In fact, research4 has shown that most people with type 2 diabetes who come to Pritikin on drugs for diabetes no longer need these drugs within 2 or 3 weeks, or their dosages have been dramatically reduced. Even some people who arrive using insulin shots no longer require them – or need less – upon their return home.

But always keep in mind that you’re susceptible to having your diabetes return.

The Pritikin Program protects you from that return. By sticking with a Pritikin lifestyle, you keep fat stores at bay, which keeps insulin resistance and diabetes at bay.

Living well
There’s more good news: With Pritikin living, you’re living well. You may never be able to say you’re completely rid of diabetes, but you sure feel as if you are.

Dr.
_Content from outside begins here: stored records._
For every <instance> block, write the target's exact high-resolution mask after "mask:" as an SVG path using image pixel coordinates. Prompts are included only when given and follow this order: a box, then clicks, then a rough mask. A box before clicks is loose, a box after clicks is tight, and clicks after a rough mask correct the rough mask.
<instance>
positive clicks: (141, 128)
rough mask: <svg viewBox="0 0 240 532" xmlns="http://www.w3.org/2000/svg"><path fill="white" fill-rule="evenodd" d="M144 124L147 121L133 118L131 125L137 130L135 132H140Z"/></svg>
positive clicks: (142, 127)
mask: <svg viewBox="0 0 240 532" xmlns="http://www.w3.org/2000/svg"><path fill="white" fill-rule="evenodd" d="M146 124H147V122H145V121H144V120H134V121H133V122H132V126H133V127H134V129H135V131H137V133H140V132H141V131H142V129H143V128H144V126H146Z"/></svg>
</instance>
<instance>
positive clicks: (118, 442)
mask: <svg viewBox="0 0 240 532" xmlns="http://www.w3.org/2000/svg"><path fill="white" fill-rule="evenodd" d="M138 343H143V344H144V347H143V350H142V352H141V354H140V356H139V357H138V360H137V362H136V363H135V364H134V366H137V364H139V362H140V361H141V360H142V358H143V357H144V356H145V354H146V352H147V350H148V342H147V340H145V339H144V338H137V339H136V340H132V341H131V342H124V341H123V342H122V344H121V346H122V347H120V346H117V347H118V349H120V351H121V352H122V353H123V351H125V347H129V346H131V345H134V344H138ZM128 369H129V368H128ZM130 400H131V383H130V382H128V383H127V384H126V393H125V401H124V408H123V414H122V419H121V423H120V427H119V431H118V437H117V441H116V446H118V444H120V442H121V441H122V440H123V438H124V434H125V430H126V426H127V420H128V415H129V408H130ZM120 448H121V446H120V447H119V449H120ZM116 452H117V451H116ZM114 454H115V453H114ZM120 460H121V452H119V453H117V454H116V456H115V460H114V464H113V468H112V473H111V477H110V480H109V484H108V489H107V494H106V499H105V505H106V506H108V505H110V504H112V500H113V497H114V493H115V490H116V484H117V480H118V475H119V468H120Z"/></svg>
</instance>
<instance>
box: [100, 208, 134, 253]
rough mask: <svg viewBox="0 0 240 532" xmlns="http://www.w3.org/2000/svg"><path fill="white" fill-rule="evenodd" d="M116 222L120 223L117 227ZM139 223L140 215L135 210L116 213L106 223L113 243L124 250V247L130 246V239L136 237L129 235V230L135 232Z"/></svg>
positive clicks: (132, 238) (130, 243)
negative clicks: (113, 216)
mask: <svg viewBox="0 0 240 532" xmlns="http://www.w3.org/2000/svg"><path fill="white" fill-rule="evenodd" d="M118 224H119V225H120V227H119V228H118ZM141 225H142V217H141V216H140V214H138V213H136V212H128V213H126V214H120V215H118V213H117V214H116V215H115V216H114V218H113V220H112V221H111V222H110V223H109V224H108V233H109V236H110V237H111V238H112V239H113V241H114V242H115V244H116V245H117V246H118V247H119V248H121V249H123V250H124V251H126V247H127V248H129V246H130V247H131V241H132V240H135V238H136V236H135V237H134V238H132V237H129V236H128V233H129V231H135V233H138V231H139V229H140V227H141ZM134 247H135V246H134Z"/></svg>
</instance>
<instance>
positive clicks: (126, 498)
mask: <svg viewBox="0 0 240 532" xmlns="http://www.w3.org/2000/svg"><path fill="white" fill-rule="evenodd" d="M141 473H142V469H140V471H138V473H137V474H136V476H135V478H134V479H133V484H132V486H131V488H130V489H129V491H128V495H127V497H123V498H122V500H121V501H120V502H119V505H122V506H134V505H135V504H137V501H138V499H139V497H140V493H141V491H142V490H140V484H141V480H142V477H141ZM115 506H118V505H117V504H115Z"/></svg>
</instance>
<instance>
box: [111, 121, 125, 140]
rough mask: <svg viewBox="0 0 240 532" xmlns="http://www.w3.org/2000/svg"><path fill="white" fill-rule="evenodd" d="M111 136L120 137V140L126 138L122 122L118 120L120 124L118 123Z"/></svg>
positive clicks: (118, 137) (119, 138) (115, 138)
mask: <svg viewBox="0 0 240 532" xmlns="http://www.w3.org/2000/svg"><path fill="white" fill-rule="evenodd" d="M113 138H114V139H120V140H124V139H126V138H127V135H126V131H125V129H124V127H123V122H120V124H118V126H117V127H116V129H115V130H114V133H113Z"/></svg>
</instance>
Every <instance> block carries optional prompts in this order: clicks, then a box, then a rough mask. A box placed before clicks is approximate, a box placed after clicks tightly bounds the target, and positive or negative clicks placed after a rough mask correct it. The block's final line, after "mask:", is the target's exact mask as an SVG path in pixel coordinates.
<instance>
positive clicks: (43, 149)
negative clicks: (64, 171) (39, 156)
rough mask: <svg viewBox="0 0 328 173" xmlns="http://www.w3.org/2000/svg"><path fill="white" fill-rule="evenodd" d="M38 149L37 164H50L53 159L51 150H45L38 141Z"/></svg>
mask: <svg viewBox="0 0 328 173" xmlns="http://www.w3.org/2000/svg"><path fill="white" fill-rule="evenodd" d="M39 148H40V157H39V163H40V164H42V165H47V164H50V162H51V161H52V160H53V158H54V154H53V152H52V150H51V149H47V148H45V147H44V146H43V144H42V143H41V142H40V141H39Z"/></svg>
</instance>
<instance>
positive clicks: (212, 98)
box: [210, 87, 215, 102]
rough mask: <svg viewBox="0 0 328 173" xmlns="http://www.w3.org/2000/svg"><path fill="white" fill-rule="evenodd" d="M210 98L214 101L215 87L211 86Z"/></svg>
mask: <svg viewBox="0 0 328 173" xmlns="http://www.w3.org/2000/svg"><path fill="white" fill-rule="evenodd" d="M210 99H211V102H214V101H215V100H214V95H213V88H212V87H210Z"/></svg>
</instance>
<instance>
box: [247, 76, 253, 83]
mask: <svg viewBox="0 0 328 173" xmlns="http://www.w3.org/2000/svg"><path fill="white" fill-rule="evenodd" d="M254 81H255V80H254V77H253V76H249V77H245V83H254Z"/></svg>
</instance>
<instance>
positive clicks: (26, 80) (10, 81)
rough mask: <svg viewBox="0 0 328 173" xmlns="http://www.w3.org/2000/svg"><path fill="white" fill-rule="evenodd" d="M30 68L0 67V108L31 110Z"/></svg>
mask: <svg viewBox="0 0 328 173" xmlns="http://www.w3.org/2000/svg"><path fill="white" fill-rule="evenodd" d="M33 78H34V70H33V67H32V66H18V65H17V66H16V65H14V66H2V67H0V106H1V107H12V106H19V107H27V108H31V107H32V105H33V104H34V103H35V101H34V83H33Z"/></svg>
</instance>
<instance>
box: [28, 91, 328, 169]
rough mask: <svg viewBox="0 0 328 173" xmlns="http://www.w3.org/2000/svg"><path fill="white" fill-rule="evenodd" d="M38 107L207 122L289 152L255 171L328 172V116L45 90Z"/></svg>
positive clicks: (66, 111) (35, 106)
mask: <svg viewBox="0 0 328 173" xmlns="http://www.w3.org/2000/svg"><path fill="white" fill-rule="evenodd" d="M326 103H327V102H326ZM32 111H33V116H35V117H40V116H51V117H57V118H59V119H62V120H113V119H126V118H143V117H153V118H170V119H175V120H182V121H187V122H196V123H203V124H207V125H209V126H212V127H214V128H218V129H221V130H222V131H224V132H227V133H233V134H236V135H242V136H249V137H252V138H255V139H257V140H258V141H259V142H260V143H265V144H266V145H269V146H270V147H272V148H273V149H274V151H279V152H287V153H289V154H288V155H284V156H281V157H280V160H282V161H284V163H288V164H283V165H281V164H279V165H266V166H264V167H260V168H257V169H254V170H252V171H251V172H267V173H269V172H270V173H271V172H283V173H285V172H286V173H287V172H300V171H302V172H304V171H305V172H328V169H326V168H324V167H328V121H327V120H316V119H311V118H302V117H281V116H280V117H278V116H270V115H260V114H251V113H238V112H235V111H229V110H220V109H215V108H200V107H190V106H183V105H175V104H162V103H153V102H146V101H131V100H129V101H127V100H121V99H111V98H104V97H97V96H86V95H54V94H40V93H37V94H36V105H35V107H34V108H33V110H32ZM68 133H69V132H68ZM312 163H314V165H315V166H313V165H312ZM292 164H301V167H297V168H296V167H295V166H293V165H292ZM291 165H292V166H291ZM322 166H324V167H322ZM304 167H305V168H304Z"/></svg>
William Pordy, a physician from New York City, knows that feeling. Several years ago, he arrived at Pritikin 60 pounds overweight and a type 2 diabetic. He shed that weight, and with it, his sky-high blood sugar numbers.

“Isn’t it terrific that at my age – I’m in my 60s – I actually turned my life around? Once you go to Pritikin, you learn, really learn, how to exercise and eat right. If I hadn’t gone to Pritikin, I wouldn’t have lost the weight, and I wouldn’t have gotten rid of my diabetes,” says Dr. Pordy.

“Oh sure, I’ll always be a type 2 diabetic, I’ll always need to live Pritikin-style to keep it under control, but that’s okay because I feel so good now. I’ve got energy. My brain functions better. My work functions better. Everything functions better. That’s why I can say I’ve gotten rid of my diabetes.

“I wouldn’t want to live any other way.”